Ian Anderson
Adjunct Instructor
 

College of Emergency Preparedness, Homeland Security and Cybersecurity Rockefeller College


 

Introduction

Ian Anderson currently serves as an Adjunct Professor in the College of Emergency Preparedness, Homeland Security and Cybersecurity and Rockefeller College at the University at Albany. Mr. Anderson’s research focuses on terrorism – with a specific interest in the global jihadist movement, terrorist networks, terrorist strategy and tactics, radicalization, and counter terrorism. Mr. Anderson also currently serves as a practitioner as a counter terrorism intelligence analyst at the New York State Intelligence Center (NYSIC), New York State’s designated fusion center. Prior to his work at the NYSIC, Mr. Anderson worked as research director for the Project on Violent Conflict at the University at Albany, leading research on the Big Allied And Dangerous (BAAD) project as well as having been involved in multiple other research projects funded by the Defense Advanced Research Projects Agency (DARPA), Defense Threat Reduction Agency (DTRA), the Department of Homeland Security (DHS), the National Science Foundation (NSF), and the Office of Naval Research (ONR).

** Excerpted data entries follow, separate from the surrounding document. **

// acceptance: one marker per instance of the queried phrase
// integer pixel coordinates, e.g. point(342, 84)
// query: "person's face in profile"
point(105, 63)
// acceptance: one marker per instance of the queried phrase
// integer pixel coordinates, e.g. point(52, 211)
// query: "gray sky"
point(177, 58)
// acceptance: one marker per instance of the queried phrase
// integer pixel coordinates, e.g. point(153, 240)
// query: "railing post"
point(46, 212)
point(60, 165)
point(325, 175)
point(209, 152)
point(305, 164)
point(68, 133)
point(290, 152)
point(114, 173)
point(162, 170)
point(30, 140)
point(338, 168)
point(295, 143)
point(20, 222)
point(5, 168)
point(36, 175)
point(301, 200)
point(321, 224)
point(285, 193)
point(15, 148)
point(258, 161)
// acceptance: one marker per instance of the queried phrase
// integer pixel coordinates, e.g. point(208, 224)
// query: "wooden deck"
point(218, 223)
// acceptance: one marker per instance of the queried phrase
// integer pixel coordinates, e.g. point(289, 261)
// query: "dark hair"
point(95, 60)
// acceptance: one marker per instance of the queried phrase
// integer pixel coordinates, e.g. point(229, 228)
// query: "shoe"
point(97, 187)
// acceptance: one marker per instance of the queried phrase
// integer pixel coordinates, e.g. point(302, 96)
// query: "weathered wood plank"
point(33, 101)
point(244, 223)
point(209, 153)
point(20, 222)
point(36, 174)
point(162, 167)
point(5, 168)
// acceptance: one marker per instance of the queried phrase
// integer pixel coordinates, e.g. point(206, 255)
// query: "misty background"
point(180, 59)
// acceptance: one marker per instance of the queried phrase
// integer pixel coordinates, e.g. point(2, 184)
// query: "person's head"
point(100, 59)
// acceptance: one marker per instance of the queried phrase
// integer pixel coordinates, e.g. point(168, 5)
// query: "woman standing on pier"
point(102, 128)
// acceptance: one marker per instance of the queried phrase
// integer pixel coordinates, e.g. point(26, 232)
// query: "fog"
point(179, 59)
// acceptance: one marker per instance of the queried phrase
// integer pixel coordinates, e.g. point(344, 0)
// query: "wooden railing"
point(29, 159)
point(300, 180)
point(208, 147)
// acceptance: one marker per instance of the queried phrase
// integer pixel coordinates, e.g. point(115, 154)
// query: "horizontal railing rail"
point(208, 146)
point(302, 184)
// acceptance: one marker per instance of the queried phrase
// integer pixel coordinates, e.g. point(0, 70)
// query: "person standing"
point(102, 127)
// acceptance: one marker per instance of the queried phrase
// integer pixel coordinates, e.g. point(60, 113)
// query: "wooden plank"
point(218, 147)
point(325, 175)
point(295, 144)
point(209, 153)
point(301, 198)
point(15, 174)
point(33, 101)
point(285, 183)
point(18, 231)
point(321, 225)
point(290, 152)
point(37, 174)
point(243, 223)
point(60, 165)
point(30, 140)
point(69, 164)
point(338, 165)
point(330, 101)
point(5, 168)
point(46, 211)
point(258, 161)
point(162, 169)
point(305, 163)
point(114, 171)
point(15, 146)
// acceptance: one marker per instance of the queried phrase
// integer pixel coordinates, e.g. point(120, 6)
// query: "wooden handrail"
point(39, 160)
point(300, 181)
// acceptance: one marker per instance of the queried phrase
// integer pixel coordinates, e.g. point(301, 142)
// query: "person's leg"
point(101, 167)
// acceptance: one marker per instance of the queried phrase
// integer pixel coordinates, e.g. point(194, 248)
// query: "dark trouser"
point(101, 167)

Mr. Anderson graduated from the University at Albany with a B.A. in political science in 2007 and a M.P.A. with a concentration in Homeland Security in 2009. During his time as a student at the University at Albany, Mr. Anderson was twice awarded an undergraduate research program position with the Consortium for the Study of Terrorism and Responses to Terrorism (START), a DHS funded Center of Excellence based out of the University of Maryland (UMD).

CEHC Courses Taught

CEHC 343 - Homeland Security

CEHC 554- Terrorism and Political Violence

CEHC Areas of Expertise

Homeland Security

Counter Terrorism

CEHC Research Interests

Mr. Anderson is specifically interested in the global jihadist movement, which includes al-Qa’ida, the Islamic State, their affiliated organizations, and homegrown violent extremists (HVE) inspired to commit lone offender terrorism on behalf of those groups. Mr. Anderson is also interested in the choice and evolution of terrorist strategies and tactics, including but not limited to networking with other terrorist organizations, use of suicide attacks, and choice of targets of violence.